Isaiah was bold enough to speak up against such injustice. He took the harsh, yet gracious, truth to the people and boldly proclaimed the Word of God to them. Sometimes I wonder which prophet I am. Am I Isaiah, or am I the drunkard.
I know that’s heavy stuff. My prayer is that God would never let me become comfortable with what we are doing, but would always give us the courage to speak truth in love to each other. Please pray for our leaders and for those emerging leaders who will be taking on the next house communities. May we “guard our hearts” and lead people deeper into the heart of God.
Don’t Beat the Wheat!
The second thing is found in vv. 23-29. Much like Jesus preached using common farming parables and analogies, so here Isaiah, a wonderful preacher, uses the analogy of a farmer to explain what God is doing. The teachers who were mocking Isaiah’s message could not understand how Isaiah could believe that God would destroy Jerusalem when it was His holy city. Isaiah said that God was treating Israel the same way a farmer treats his field. In order to get the proper harvest, sometimes it is necessary to cut into the soil, turn it over, and cultivate it. This is a very violent act. The violence continues as he says that the wheat must be threshed and the spices must be crushed in order to harvest the good fruit. In other words, there is a time and a place for everything, and the only way God was going to be able to salvage anything out of His people was to take them to the threshing floor!!
There is a second aspect to the harvesting analogy that I thought was amazing.

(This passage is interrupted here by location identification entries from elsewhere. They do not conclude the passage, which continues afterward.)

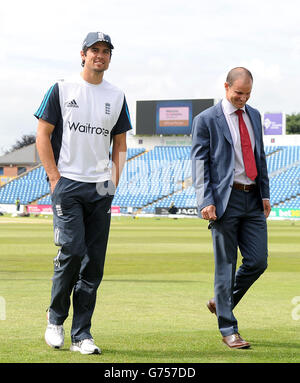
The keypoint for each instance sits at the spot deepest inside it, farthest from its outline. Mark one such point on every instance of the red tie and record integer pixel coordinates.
(248, 156)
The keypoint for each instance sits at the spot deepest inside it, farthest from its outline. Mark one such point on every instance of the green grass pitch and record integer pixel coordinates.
(151, 305)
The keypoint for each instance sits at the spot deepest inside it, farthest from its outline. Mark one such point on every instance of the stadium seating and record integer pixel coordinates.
(160, 176)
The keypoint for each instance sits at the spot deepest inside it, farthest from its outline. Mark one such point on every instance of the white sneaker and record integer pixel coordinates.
(85, 346)
(54, 335)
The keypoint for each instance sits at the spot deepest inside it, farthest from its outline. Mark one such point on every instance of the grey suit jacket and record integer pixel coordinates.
(213, 160)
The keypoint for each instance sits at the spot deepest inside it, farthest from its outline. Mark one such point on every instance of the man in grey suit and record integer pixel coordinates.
(232, 188)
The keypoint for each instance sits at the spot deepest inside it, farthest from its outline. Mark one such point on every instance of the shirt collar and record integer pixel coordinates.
(229, 108)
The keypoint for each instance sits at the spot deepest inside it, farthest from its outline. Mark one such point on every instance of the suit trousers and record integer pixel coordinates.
(81, 220)
(243, 226)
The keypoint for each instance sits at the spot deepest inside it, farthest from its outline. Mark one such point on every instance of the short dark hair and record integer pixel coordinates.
(85, 49)
(237, 72)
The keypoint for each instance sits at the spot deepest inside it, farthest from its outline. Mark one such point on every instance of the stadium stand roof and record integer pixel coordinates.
(27, 155)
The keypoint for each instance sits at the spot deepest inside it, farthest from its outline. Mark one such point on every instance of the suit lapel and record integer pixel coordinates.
(255, 128)
(222, 123)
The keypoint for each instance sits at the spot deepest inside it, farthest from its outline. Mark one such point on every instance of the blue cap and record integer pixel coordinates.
(95, 37)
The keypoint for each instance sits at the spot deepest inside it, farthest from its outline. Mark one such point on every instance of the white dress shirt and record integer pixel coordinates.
(233, 123)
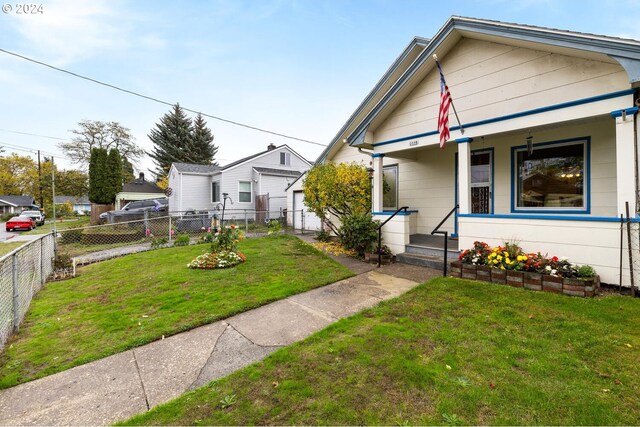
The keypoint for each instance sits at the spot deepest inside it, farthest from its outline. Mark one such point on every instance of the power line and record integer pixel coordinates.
(150, 98)
(28, 150)
(32, 134)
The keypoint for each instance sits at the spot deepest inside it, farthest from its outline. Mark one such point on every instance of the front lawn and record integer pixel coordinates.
(451, 352)
(126, 302)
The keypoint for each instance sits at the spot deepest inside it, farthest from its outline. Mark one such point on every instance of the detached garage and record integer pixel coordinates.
(299, 216)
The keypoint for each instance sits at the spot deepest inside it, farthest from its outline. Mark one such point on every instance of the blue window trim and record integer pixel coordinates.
(550, 217)
(587, 179)
(520, 114)
(456, 183)
(402, 213)
(628, 111)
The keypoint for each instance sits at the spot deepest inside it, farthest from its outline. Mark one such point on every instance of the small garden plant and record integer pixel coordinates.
(223, 252)
(512, 257)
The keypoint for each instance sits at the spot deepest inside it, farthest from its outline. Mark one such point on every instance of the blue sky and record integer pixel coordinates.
(295, 67)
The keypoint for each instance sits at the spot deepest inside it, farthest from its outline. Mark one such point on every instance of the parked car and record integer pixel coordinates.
(20, 223)
(135, 210)
(36, 215)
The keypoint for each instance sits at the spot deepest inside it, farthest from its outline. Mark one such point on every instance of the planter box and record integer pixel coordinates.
(483, 272)
(515, 278)
(469, 271)
(498, 276)
(456, 269)
(533, 281)
(523, 279)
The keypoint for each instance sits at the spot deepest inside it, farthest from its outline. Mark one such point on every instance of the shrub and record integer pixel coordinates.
(182, 240)
(359, 232)
(275, 227)
(323, 236)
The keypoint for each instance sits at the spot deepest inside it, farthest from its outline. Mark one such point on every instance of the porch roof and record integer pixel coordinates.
(626, 52)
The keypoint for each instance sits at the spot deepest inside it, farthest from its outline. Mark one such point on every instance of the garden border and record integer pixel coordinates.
(528, 280)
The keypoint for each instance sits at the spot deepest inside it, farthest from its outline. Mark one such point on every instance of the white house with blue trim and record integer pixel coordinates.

The farmer knows how to treat the crops according to their kind. Wheat must be threshed, not beaten. If you beat wheat it would turn into flour prematurely and the powder would be mixed with the chaff. Cummin, on the other hand, has to be beaten in order to be separated from its plant.
My mind immediately attached this to our continual use of personalities in the process of making disciples. If you are interacting with another human, — whether it be in marriage, friendship, work, church, or parenting — this lesson is applicable. You must treat the person in the way that person must be treated. Some people are wheat, others are cummin. Some people’s personalities are such that they are very emotional and need to treated softly and conscientiously. Others are very logical and don’t respond unless you square off with them and speak pointed truth at their face. The emotionally centered person is like the wheat that must allow the wind to blow away the chaff. The logically centered person is like the cummin that must be beaten in order to be fruitful. If you beat the wheat, it is ruined. If you throw the cummin to the wind it will remain unchanged.
The next time you interact with someone, before you speak, ask yourself, “do I know what kind of personality this person has. Am I about to use the most appropriate method of communicating with them that will be received with openness and teachability. Or, am I about to engage in a painful and destructive interaction.”
Let’s strive, as a community, to take the time to get to know each other’s uniqueness and learn how to enhance each other’s strengths and polish each other’s rough edges.